Additionally, Kappa Fleiss inter-reader agreement analysis was performed in 25 randomly selected cases, which were retrospectively re-analyzed by three separate readers to assess both CT and TEE findings independently. Findings made by the three readers were compared for the inter-reader agreement analysis.
All patients had surgically verified findings suggestive of endocarditis, with a total of 76 patients with valvular vegetation, 63 patients with either abscess or pseudoaneurysm, and 23 patients with valve dehiscence. These findings represented the gold standard and were compared to findings reported on TEE and CT imaging.
TEE versus CT for detection of pseudoaneurysm/abscess
The diagnostic accuracy of CT for the detection of pseudoaneurysm/abscess was similar to the accuracy of TEE when all cases were analyzed (P=0.82; Table 3).

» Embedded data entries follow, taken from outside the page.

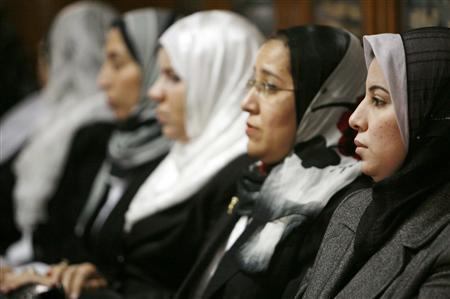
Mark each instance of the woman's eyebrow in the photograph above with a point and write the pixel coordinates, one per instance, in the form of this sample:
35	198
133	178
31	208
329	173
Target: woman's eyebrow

In subgroup analysis of patients with native valve IE, the diagnostic accuracy of CT in detecting pseudoaneurysm/abscess was also similar to the accuracy of TEE.
In patients with prosthetic valve IE, there was no significant difference between CT and TEE in the detection of pseudoaneurysm/abscess (P=0.82; Table 3). Overall, there was no statistical difference between CT and TEE in detecting pseudoaneurysm/abscess in patients with bioprosthetic or mechanical valves when valve location was considered (P=1 for aortic valve and P=0.47 for mitral valve) (Tables S3 and S4). We noted slightly better sensitivity (81% vs. 64%) and specificity (75% vs. 33%) with CT than with TEE in detecting pseudoaneurysm/abscess in patients with mechanical aortic valve IE, whereas TEE showed marginally better sensitivity (72% vs. 63%) and specificity (80% vs. 73%) than CT in detecting pseudoaneurysm/abscess in patients with bioprosthetic aortic valves (Table S3). However, the differences did not reach statistical significance in this study (P=0.68 and P=1 respectively).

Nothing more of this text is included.